In the period the ‘Sachs’ was made, the Amati workshop was far and away the most important atelier in Cremona; every violin made in Cremona was, in effect, an Amati model, since there had been no real development away from Andrea Amati’s forms since Nicolò’s ‘grand pattern’, from after about 1630. In those terms, this Stradivari is an Amati model, and Nicolò Amati certainly the point of reference. But intriguingly it is already full of the distinctive characteristics of mature Stradivari work, which do not seem to link directly to Amati.
The only other recorded Stradivari violin that might pre-date the ‘Sachs’ is the 1666 ‘Serdet’, which bears the famous and unique ‘Alumnus Amati’ label alluding to Nicolò as his teacher. The ‘Sachs’ is also remarkably similar to the c.1666 ‘Back’: both appear to have been constructed on the S form, a narrow model not encountered after c.1670, and both have the same narrow purfling, inlaid in Stradivari’s unmistakably delicate manner.

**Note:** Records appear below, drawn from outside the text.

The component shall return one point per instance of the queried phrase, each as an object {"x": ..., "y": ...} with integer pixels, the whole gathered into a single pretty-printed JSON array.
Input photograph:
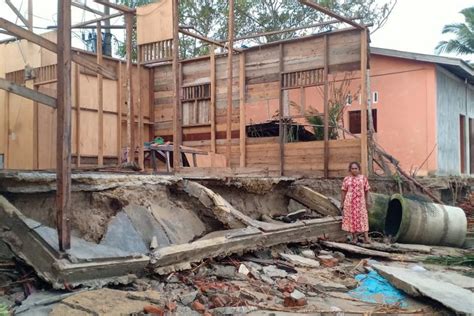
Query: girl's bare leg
[
  {"x": 354, "y": 238},
  {"x": 366, "y": 238}
]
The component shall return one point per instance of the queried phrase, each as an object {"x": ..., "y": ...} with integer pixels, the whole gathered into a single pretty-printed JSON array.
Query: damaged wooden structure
[
  {"x": 112, "y": 258},
  {"x": 70, "y": 107},
  {"x": 202, "y": 103}
]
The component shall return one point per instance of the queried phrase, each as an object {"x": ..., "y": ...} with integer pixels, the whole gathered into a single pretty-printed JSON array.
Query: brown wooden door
[
  {"x": 471, "y": 142},
  {"x": 462, "y": 140}
]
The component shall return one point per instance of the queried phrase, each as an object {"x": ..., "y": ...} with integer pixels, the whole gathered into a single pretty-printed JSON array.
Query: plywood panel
[
  {"x": 89, "y": 136},
  {"x": 110, "y": 95},
  {"x": 18, "y": 54},
  {"x": 155, "y": 22},
  {"x": 20, "y": 142},
  {"x": 110, "y": 134},
  {"x": 89, "y": 98}
]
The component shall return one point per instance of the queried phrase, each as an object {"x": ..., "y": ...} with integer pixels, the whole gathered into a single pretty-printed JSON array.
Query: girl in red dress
[{"x": 354, "y": 199}]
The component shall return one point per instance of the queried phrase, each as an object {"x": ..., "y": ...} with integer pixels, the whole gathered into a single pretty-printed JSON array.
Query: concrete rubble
[{"x": 152, "y": 245}]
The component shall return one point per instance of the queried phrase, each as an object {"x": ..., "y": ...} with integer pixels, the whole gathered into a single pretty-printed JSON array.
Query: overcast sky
[{"x": 415, "y": 25}]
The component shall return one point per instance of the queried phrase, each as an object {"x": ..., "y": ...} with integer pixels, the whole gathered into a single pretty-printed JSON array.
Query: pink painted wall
[{"x": 406, "y": 109}]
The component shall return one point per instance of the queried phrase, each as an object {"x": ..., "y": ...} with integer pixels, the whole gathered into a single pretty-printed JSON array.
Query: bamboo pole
[{"x": 229, "y": 83}]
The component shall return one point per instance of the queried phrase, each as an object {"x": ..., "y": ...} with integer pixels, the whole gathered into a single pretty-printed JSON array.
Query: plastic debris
[{"x": 374, "y": 288}]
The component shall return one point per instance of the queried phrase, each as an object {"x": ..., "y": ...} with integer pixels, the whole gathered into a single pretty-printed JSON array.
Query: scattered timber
[{"x": 313, "y": 200}]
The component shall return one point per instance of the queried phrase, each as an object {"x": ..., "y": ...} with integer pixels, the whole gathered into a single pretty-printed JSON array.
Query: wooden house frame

The f-holes, too, are slender prototypes of the assured, confidently drawn style of the ‘golden period’ and beyond. Those of the ‘Serdet’ have a more obviously Amatise form, and so possibly indicate a slightly earlier origin.
The maple of the back of all three violins is the native Italian oppio, used from time to time by many Italian violin makers, but particularly apparent in Stradivari’s earliest and latest work. In fact, a similar piece can be seen in a Nicolò Amati of this same date. It has a distinctive deep, narrow figure and wide grain, compared to the broad curl and narrow grain of imported Balkan or Abruzzo maple.
The front is made of spruce of fairly open growth, with a slight curve in the grain noticeable in the upper bouts, again very close in appearance to that of the ‘Serdet’ and ‘Back’. This type of spruce is also a marker of early Stradivari work; his access to the finest materials seems to have come only at the end of the following decade.
The internal work is characteristically Stradivarian, with all blocks and linings made of willow, and the centre linings carefully mortised into the corner-blocks.
What is most remarkable is the full arching of both the ‘Sachs’ and the ‘Back’, which draws them together as virtual twins. On the front of the ‘Sachs’ it is 20mm, a good 5mm higher than most of Stradivari’s other work.
The varnish of the ‘Sachs’ is mostly modern, of a slightly thin yellow tint that also covers the head, which is plainly not original but looks convincingly like the work of the Brothers Amati.
The label has certainly been altered: the brand is inked in and the lower part missing, while the date is almost illegible.